The novel’s climax—and the occasion for some of its best writing—is a boxing match between the scrapper and the contender. It’s a foregone conclusion (is there any other kind?) that the scrapper will go down, but he faces the contender the same way any tragic character faces his destiny. It’s a perverse kind of substitutionary atonement that borrows from the death row inmate’s logic: it’s unjust that a man must die for a crime he didn’t commit, but the inmate reconciles himself to the unjust punishment by acknowledging that he committed other comparable crimes for which he was never caught. In the same way, the older brother didn’t commit the kidnapping, but he still deserves to be punished for it because he does just that sort of thing.
This is what justice looks like in a post-Christian post-industrial postmodern post-truth America. Precise lines of accountability don’t really matter as long as there is a rough equation between culpability and punishment. In a different context, we might call this karma. So, for example, Eliot Ness got Al Capone on charges of tax evasion. The district attorney never had the satisfaction of proving Capone’s more serious crimes, but the criminal met a fitting end. We’ll get Donald Trump on something, too. It doesn’t matter what. Let’s just get the motherfucker.
The vast majority of contemporary novels lead us through a struggle to a resolution that brings about a sense of redemption for the main character. Scrapper self-consciously addresses this convention. Early in the novel, Kelly attends a church basement support group. Bell is never explicit about the nature of the group, but it probably supports people in grief.
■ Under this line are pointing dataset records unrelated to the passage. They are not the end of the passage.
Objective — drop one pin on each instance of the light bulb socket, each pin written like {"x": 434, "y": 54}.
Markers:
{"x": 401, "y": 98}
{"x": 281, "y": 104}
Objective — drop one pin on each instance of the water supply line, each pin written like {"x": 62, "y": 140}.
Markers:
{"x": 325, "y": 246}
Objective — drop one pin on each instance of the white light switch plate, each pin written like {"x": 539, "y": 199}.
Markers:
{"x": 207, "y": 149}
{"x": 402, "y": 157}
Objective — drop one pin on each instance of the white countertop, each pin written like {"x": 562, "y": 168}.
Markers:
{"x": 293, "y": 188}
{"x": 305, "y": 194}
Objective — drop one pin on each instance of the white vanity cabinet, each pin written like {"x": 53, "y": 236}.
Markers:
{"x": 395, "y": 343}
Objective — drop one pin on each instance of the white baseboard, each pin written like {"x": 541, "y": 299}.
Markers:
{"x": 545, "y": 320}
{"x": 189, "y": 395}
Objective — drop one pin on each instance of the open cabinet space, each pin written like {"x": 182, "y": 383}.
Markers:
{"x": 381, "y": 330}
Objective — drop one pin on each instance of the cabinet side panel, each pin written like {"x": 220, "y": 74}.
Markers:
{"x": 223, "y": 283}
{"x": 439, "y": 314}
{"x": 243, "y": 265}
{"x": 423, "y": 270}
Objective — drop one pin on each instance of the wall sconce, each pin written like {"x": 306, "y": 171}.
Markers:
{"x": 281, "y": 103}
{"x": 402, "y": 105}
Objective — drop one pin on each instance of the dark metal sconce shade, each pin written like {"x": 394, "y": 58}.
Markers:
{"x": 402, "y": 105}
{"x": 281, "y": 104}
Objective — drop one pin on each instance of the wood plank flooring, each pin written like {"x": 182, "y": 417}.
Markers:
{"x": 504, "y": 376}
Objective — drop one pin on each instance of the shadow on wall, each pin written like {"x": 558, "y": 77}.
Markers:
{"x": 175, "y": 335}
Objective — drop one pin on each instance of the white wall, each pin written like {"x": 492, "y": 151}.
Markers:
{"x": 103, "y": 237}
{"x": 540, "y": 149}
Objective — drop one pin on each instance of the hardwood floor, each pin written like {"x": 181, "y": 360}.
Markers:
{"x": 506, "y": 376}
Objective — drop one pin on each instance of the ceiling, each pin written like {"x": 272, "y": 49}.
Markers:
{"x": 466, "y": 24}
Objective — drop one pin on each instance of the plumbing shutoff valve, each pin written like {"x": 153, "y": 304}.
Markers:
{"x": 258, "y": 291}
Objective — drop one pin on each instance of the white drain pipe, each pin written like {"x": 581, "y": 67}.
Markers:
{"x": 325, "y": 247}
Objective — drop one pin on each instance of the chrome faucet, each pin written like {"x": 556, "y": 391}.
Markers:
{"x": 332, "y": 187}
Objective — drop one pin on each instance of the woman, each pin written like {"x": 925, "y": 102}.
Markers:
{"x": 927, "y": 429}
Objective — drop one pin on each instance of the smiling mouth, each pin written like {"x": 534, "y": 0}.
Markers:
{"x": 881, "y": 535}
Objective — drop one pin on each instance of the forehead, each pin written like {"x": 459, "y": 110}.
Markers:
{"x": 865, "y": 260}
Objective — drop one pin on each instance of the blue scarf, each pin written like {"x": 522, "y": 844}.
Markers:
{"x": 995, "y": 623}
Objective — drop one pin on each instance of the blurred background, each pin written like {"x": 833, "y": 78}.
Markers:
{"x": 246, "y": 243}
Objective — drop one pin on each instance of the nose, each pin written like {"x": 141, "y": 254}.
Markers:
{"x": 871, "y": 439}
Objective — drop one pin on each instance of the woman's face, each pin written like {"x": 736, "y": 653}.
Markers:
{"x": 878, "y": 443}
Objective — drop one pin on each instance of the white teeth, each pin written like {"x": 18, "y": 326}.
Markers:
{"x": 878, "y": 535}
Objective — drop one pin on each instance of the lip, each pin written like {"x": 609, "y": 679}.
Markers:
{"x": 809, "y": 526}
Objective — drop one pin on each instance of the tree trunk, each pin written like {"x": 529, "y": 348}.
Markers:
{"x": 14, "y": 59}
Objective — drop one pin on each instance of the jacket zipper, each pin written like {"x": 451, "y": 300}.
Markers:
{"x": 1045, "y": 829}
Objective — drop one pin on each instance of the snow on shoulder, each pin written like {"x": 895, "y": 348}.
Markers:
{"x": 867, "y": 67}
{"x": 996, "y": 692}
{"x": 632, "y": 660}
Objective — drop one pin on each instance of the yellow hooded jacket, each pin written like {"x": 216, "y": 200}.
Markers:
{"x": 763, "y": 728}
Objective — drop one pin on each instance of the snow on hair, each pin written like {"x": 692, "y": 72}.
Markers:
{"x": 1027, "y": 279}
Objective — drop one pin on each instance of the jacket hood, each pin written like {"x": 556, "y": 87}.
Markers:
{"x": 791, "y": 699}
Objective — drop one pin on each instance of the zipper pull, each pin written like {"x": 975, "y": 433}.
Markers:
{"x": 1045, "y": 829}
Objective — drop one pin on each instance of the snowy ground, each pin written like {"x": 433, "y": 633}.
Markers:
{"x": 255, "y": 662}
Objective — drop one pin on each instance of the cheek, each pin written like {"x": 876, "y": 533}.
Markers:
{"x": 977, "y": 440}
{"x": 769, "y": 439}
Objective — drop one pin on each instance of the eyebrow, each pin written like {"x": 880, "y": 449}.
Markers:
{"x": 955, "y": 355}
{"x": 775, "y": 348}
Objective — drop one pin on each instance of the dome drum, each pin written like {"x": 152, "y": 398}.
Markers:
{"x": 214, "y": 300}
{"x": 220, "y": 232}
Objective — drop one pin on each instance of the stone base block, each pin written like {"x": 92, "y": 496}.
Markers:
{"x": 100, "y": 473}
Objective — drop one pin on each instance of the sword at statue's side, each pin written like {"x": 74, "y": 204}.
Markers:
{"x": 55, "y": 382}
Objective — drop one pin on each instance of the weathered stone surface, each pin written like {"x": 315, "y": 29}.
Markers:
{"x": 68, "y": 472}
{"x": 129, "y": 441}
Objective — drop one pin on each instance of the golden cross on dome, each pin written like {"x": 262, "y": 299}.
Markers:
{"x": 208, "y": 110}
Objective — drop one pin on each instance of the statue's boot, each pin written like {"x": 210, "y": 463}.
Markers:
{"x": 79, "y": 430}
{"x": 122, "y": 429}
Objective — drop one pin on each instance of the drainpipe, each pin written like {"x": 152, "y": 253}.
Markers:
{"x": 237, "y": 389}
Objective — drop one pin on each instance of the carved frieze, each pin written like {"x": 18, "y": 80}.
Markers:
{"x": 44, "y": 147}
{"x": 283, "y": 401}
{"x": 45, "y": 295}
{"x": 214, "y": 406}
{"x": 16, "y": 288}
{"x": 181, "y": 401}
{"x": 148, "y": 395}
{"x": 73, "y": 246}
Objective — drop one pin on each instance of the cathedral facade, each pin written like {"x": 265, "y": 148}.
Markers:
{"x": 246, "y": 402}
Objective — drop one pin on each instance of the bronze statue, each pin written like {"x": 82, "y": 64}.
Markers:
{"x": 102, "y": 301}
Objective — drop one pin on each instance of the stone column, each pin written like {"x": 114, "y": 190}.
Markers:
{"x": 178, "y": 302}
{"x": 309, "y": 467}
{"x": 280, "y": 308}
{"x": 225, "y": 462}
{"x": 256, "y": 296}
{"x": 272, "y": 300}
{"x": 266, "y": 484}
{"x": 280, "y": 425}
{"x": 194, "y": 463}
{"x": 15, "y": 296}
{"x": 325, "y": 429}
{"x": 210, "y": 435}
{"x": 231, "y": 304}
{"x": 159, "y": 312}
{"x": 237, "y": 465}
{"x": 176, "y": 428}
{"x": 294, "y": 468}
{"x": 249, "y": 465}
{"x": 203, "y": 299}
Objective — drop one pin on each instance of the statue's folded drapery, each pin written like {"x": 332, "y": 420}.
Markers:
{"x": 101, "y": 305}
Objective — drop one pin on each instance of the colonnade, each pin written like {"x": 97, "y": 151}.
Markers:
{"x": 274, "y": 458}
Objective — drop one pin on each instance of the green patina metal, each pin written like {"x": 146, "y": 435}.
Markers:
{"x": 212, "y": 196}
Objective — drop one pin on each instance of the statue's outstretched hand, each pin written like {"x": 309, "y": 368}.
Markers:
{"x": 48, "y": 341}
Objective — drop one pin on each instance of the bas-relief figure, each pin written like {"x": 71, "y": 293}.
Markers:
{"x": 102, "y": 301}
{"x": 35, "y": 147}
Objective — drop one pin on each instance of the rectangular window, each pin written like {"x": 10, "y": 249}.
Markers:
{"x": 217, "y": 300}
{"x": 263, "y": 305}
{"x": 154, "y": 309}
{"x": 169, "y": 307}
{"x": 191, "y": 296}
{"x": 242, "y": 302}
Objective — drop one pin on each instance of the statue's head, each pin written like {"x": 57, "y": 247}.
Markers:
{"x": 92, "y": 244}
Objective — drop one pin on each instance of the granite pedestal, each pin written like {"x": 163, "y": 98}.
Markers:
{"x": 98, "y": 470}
Is this related to the southern woman and her son? We can’t be sure. Bell writes this about the group:
The living came to meeting after meeting until they knew how to structure the story. These were the basic redemption tales, stories of education through suffering: All they had to do was learn to love someone through their hurt.
Is this the sort of tale we have in Scrapper? Or does the fact that it self-consciously considers the question call into doubt the very idea of redemption? Maybe, like Bonhoeffer’s grace, there is the cheap redemption of a conventional story line, and the costly redemption of a character who throws himself wholly into the act of atonement and, in the effort, consumes even his reward.